Historia

Słupy

pariah777 4 7 lat temu 4 326 odsłon Czas czytania: ~15 minut

Ze wszystkich ławek wybrał akurat tę – usytuowaną w cieniu, stojącą przy jednej z bocznych dróżek, którymi zazwyczaj nikt w parku nie chodzi, chyba że umyślnie nadkłada sobie drogi, czerpiąc przyjemność z oglądania obdrapanych ścian bloków sąsiadujących z nikłą plamą zieleni, jaką jest to miejsce na planie miasta. Na planach nie widać jednak spaczenia, które zalęgło się między drzewami, rozlało się na ścieżkach i zawisło w powietrzu, roztaczając na swój sposób osobliwą aurę, równie niebezpieczną co wyjątkową. Skłaniała ona bowiem myśli, z rodzaju tych ukrytych po zakamarkach umysłu, do wypłynięcia na wierzch, by te następnie mogły nieznośnie wrzeszczeć, zmuszając chociażby Mateusza do ulegnięcia im i wybraniu, obiektywnie patrząc, najgorszego dostępnego siedziska.

Chłopak zatopił twarz w dłoniach, lecz z rozpaczy szybko przeszedł w gniew, przez co ostatecznie jego palce powędrowały nieco wyżej i zaczęły chwytać i ciągnąć za ciemne kędziory. Oczy były skupione oraz skoncentrowane, lecz nikt patrzący z boku nie odgadłby na czym, ponieważ przeszywały one na wylot rzecz nierzeczywistą. Być może było to wspomnienie, czyjś wyimaginowany obraz albo po prostu myśl, idea. O tym wiedział tylko on.

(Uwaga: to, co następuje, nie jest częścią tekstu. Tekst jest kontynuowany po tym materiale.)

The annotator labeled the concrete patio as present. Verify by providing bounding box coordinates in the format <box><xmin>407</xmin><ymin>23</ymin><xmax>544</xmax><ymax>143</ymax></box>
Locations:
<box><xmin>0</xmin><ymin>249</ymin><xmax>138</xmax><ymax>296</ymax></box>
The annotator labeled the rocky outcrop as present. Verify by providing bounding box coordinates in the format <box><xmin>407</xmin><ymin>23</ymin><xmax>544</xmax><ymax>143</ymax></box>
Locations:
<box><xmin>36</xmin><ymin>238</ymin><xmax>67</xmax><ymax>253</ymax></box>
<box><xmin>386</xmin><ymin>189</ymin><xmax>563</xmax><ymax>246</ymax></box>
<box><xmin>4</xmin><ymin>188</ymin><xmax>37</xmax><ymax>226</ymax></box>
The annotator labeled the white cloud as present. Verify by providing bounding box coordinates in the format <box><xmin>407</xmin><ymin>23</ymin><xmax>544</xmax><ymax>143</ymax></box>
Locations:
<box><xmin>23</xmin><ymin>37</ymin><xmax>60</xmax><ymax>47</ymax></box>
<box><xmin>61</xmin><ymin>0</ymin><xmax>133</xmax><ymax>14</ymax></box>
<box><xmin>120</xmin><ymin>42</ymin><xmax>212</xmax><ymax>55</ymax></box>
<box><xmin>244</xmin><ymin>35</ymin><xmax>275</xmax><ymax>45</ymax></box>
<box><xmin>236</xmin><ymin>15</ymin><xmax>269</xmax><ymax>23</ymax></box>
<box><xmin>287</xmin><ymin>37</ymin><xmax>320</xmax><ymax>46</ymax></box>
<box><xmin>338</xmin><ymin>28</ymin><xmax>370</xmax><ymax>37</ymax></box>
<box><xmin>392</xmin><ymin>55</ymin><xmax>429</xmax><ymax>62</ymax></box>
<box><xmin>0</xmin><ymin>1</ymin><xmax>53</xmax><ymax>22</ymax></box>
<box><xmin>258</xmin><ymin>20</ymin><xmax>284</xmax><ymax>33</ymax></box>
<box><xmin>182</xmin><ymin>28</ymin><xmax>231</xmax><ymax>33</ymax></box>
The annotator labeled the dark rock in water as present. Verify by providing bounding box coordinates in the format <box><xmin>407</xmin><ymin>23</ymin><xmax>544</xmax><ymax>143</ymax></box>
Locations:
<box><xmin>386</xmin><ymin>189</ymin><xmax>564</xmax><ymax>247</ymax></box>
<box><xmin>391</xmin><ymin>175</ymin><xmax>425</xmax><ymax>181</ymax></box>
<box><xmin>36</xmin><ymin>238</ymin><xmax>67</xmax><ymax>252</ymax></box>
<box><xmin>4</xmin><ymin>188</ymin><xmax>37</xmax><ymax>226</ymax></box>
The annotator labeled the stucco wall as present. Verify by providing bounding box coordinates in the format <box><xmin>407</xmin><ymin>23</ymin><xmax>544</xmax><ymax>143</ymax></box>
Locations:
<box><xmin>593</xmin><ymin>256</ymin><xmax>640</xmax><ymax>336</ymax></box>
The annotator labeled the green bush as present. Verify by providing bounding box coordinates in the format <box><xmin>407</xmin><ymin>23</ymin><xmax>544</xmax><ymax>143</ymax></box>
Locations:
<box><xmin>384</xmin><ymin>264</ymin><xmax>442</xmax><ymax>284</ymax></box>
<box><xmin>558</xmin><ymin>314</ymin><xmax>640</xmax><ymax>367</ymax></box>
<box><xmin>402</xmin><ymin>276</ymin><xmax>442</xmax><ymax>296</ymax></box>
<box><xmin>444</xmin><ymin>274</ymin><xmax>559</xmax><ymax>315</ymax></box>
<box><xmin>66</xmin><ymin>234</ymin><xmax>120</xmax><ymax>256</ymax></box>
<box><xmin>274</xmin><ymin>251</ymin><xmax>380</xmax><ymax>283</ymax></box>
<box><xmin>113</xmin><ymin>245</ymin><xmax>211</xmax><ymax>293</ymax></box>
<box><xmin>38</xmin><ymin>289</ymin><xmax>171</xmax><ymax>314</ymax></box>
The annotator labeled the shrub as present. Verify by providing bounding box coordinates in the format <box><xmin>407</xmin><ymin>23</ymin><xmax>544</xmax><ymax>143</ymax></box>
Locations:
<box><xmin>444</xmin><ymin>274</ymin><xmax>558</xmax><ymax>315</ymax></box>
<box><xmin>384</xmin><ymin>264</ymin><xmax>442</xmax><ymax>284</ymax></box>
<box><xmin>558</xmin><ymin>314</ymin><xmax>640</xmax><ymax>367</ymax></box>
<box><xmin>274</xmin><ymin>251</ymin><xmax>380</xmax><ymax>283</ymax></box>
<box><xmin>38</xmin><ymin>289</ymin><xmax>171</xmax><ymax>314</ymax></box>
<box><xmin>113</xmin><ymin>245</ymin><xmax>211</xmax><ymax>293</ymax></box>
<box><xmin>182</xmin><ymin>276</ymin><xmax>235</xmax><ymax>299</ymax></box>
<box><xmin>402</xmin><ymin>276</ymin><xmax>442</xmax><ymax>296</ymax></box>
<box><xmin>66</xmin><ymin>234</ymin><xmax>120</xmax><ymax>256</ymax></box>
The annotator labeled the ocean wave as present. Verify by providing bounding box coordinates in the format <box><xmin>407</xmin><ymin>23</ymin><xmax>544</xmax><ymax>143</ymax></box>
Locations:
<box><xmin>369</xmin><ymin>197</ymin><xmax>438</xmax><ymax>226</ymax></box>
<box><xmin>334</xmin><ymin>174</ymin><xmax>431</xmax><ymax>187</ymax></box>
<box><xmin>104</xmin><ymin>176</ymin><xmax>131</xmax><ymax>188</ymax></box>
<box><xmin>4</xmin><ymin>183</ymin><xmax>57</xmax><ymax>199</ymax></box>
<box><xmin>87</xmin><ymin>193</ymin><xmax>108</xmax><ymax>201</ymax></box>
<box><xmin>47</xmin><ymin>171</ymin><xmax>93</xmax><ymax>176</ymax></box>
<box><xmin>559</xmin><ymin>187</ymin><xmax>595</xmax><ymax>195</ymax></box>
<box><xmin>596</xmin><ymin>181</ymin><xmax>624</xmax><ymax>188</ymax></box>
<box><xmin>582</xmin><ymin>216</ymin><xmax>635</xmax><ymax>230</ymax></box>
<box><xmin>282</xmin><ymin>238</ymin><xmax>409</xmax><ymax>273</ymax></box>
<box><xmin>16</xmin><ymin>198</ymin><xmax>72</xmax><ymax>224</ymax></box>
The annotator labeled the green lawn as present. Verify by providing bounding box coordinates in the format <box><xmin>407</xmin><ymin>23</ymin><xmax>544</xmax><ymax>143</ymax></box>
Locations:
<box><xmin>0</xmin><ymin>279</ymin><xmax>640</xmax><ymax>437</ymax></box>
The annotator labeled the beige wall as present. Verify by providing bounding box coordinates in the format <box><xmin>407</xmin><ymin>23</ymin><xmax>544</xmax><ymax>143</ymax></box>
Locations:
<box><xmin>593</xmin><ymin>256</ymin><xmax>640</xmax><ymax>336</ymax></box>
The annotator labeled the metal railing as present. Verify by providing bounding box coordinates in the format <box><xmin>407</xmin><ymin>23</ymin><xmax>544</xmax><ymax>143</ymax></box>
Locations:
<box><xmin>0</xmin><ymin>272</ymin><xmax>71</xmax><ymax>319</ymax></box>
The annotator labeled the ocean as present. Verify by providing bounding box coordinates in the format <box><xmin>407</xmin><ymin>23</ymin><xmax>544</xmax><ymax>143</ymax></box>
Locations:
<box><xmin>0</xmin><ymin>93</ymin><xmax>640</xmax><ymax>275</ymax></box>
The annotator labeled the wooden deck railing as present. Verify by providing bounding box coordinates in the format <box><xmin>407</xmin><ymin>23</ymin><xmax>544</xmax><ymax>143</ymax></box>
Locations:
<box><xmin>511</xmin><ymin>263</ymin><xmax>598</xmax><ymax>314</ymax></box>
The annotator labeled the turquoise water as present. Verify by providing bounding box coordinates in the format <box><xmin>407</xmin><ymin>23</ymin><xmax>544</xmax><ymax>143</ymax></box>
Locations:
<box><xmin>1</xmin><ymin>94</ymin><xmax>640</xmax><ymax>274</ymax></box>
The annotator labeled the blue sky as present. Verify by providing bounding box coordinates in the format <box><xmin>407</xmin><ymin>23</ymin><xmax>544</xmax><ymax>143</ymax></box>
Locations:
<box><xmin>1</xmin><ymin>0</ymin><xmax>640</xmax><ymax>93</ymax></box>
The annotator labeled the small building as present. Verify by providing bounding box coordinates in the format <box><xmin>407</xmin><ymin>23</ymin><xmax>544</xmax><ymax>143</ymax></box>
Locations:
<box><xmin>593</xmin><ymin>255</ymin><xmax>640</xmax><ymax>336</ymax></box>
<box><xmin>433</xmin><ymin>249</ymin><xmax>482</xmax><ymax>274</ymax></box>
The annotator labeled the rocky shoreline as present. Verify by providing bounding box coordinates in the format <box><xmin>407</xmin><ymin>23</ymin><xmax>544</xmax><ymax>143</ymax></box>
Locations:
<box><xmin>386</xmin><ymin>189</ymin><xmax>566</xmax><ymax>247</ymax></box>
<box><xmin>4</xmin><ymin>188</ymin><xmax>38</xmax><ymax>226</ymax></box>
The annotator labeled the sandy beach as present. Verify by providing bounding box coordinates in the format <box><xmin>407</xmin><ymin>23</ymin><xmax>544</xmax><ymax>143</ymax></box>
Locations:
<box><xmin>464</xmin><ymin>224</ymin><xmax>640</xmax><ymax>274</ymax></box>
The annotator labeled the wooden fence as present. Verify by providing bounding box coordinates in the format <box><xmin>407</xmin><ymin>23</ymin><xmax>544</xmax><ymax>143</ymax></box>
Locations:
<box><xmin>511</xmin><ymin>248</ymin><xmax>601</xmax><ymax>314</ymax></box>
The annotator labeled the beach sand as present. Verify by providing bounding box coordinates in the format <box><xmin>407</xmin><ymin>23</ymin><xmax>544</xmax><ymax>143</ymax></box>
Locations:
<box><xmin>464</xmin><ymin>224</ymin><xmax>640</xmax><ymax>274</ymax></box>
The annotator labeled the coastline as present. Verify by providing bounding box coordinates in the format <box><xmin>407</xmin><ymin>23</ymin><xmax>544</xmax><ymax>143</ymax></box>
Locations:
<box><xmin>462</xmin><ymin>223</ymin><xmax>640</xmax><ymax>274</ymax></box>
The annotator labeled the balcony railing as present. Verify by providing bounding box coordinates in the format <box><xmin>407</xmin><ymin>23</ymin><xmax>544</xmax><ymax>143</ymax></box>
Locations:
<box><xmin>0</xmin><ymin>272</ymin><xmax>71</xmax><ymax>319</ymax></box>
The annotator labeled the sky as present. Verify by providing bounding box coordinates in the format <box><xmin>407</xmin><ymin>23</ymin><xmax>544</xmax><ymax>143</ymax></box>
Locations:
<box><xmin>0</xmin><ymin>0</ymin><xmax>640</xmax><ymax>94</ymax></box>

Z tego stanu wzburzenia wyrwał go głos rozsądku, karcący nienawiść, wmawiający, iż jest ona tak naprawdę bezpodstawna, iż jej źródło znajduje się wyłącznie w egoizmie tego, który nią pała. Mateusz nie mógł tego zrozumieć, pozostała mu więc ucieczka od tej kwestii poprzez odłożenie jej na później, kiedy emocje opadną, i zajęcie się czymś innym. Powrócił wzrokiem do świata materialnego, a następnie otaksował panicznie otoczenie, szukając czegokolwiek, co mogłoby go zaabsorbować. Ratunkiem okazały się być trzy postacie nadciągające zza zakrętu. Nie będąc nawet świadomym, że ostentacyjnie mierzy nieznajomych surowym wzrokiem, nie spuszczał z nich oka, aż nagle zniknęli z jego pola widzenia. Nawet wtedy postanowił jednak nie dawać za wygraną – poderwał się z ławki i ruszył śladem tajemniczej trójcy.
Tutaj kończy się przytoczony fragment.